Category Archives: Briefe an…Gedanken von unterwegs

Antwort 2 auf Herrn Unbekannt

Lieber:

ja vielleicht gehören meine Ausführungen zu Deinem Brief nicht ins Tagebuch.
Doch würde ich – ohne diese Reise – ohne diese Reisen nicht diese Erfahrungen machen – und vielleicht gehören sie deshalb doch ins Tagebuch.

Antwort an meinen anonymen Schreiber Teil zwei:
So was kommt dann dabei raus, wenn man Zeit zum nachdenken hat und Muse zum schreiben.

Dein Brief ist gut, weil emotional, weil er viel aussagt, weil auch eine gewisse Wut heraus zu spüren ist. Das ist OK.
Ich kann dir vielleicht nicht in allen Punkten recht geben, aber er beschäftigt mich.
Ich bin über manche verquerte Frage froh.
Punkt welche Forderungen stelle ich an meine Familie.
Gute Frage; welche? Und sind sie gerechtfertigt?
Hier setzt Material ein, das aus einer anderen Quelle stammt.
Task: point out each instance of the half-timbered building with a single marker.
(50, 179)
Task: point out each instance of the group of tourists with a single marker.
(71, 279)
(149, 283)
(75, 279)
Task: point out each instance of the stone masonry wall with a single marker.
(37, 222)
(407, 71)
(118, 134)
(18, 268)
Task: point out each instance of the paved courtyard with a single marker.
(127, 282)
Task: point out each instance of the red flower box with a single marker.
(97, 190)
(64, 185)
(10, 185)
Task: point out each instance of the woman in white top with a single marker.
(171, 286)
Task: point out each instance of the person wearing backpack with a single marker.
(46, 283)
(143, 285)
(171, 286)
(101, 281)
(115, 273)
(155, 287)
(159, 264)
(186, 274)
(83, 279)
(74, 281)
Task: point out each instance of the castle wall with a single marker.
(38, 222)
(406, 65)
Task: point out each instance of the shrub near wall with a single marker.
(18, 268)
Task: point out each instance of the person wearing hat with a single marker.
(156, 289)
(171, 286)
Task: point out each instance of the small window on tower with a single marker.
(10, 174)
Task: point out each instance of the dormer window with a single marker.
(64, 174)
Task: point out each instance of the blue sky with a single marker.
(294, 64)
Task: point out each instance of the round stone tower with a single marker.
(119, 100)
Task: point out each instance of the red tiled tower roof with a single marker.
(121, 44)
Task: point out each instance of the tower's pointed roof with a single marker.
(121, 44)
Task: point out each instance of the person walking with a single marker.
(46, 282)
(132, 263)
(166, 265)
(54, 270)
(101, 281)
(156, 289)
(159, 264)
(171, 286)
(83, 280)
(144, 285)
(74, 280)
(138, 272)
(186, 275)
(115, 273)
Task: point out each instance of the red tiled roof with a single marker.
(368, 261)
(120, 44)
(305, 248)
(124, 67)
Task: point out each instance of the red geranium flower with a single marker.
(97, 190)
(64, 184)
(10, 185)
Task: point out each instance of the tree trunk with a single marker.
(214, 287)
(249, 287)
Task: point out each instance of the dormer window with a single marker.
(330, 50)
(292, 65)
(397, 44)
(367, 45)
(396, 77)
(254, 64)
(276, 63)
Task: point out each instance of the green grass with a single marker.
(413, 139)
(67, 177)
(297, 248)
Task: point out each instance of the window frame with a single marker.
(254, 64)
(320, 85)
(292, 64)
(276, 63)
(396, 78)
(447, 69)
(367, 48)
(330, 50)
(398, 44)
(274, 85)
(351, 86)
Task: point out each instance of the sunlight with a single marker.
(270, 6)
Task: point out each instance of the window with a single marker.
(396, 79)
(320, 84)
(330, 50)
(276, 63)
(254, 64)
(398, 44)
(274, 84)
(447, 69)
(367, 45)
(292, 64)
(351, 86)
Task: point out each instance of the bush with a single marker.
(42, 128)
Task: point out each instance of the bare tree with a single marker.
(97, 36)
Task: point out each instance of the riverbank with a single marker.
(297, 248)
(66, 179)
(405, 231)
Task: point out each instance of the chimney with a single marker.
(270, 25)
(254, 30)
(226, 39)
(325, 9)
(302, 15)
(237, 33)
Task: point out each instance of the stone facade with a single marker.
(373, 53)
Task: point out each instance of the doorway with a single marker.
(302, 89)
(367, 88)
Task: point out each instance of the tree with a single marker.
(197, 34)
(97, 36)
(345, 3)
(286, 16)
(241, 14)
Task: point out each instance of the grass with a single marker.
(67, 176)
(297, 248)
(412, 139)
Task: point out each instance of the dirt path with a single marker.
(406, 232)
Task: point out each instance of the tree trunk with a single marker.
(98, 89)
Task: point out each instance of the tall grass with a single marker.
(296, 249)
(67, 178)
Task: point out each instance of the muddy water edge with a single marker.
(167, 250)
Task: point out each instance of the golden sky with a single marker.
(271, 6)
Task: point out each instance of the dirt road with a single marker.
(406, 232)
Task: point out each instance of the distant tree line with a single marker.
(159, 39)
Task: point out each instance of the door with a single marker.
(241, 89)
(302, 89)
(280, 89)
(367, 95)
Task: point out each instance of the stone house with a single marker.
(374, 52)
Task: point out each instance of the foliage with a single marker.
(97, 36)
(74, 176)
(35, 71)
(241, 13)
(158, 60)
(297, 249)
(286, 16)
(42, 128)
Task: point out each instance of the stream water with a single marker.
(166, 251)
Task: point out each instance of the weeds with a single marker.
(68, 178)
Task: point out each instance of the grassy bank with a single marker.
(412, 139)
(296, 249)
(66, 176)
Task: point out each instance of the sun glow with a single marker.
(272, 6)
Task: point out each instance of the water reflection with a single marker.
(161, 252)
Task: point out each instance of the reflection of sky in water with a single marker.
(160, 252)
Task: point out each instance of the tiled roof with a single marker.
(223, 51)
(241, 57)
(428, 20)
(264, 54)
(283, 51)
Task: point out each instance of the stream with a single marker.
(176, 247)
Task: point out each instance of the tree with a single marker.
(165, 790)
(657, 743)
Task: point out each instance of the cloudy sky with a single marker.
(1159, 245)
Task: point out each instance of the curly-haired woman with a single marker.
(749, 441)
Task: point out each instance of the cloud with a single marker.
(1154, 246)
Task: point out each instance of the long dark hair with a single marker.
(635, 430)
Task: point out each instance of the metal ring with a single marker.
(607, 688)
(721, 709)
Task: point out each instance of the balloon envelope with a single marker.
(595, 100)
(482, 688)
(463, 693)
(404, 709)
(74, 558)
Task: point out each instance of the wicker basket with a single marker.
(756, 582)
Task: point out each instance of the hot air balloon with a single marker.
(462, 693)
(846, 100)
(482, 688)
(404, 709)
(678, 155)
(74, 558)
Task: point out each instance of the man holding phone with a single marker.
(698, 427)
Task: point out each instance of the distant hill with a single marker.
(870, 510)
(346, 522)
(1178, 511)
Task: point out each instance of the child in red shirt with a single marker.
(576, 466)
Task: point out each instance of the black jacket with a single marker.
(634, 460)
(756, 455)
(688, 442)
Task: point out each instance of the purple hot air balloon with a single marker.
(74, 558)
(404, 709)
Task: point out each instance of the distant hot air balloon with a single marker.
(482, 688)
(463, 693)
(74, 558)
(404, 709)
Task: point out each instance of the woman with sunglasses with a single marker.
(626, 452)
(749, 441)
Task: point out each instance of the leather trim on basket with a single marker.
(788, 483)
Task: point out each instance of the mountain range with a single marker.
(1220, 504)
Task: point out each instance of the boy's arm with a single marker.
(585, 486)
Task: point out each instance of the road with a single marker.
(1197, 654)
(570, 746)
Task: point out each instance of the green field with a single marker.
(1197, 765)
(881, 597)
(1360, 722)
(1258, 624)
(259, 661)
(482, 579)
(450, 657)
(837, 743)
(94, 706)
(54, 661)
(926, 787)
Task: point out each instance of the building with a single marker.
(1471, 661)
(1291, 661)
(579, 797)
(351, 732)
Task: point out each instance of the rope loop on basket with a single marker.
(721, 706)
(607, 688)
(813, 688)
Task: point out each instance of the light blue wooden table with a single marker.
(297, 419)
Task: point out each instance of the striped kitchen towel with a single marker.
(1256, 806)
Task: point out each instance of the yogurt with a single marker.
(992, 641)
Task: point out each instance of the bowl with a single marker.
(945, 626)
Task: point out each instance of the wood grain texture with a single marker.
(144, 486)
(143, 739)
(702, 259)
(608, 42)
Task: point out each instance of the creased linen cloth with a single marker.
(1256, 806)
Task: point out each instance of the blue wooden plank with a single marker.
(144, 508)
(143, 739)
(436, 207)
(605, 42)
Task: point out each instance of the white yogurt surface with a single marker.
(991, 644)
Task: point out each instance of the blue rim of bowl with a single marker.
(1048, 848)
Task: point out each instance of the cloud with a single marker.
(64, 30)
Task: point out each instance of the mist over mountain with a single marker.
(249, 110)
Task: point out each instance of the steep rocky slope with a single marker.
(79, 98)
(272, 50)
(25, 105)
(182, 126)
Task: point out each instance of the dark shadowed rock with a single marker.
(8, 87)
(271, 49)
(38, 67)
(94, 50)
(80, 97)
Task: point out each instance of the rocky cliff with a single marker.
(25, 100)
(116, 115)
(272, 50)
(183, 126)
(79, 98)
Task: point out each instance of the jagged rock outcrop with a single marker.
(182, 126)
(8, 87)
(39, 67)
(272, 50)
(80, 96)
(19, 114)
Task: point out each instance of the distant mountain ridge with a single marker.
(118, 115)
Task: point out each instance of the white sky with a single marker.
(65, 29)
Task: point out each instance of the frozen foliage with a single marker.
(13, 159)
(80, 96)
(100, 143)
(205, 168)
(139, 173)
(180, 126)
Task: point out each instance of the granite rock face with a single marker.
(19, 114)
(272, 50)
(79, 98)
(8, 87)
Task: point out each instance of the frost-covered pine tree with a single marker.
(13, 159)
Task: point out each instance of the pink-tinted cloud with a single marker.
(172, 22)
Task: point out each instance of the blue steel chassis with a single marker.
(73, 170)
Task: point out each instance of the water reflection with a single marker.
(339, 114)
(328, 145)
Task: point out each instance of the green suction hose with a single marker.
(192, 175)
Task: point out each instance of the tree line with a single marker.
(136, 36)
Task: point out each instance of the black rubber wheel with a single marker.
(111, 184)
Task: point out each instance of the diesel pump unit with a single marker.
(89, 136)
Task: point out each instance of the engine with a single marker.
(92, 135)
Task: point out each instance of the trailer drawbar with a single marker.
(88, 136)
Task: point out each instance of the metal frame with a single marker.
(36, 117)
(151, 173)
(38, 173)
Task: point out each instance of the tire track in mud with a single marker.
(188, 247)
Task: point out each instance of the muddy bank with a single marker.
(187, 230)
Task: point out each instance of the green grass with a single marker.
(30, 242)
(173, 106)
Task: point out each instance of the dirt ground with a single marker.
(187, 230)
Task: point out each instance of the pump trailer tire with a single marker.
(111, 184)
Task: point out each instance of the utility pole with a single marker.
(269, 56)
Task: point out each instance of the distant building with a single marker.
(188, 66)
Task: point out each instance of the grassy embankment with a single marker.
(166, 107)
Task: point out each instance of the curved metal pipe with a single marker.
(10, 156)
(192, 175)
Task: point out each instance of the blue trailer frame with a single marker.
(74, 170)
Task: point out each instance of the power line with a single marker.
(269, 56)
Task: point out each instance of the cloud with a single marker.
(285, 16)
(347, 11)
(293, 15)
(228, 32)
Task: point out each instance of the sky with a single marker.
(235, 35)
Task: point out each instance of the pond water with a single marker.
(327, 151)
Dazu möchte ich Dir , Unbekannter, sagen dass es auch auf die Sprache ankommt, wie man was formuliert, formuliert hat, seine Anliegen vorgetragen, gezeigt hat.
Es gibt mit einem sieben Möglichkeiten etwas auszudrücken und sieben Möglichkeiten den gleichen Satz zu verstehen.
Daher sollte die Wahl der Worte, gerade bei den Kurznachrichten, wohl überlegt sein.
Dazu kommt dass man mit dem was man mitteilen möchte auch die richtige Sprache verwenden sollte, aus dem „Ich“ Standpunkt kann man seine „Forderungen“ der Familie gegenüber, den Freunden gegenüber, dem Partner gegenüber anmelden.
Und wenn Du es nicht Forderungen sondern Bedürfnisse nennst und auf der Ich Ebene bleibst – kann man Dich auch verstehen. Ich möchte gerne reisen, ich möchte Dich gerne sehen, ich vermisse Dich, ich bin traurig, ich bin auf der Suche, ich möchte gerne alleine sein, ich möchte gerne mit Dir zusammen sein.
Dann kann man Dich verstehen

Ich möchte zu Ruhe kommen, ich möchte nicht verletzt werden, ich möchte wissen wer ich bin, was mich ausmacht und warum ich so bin wie ich bin.
Was weiss ich bisher?
Ich bin auf der Suche nach meinem Vater. Ich bin auf der Spurensuche.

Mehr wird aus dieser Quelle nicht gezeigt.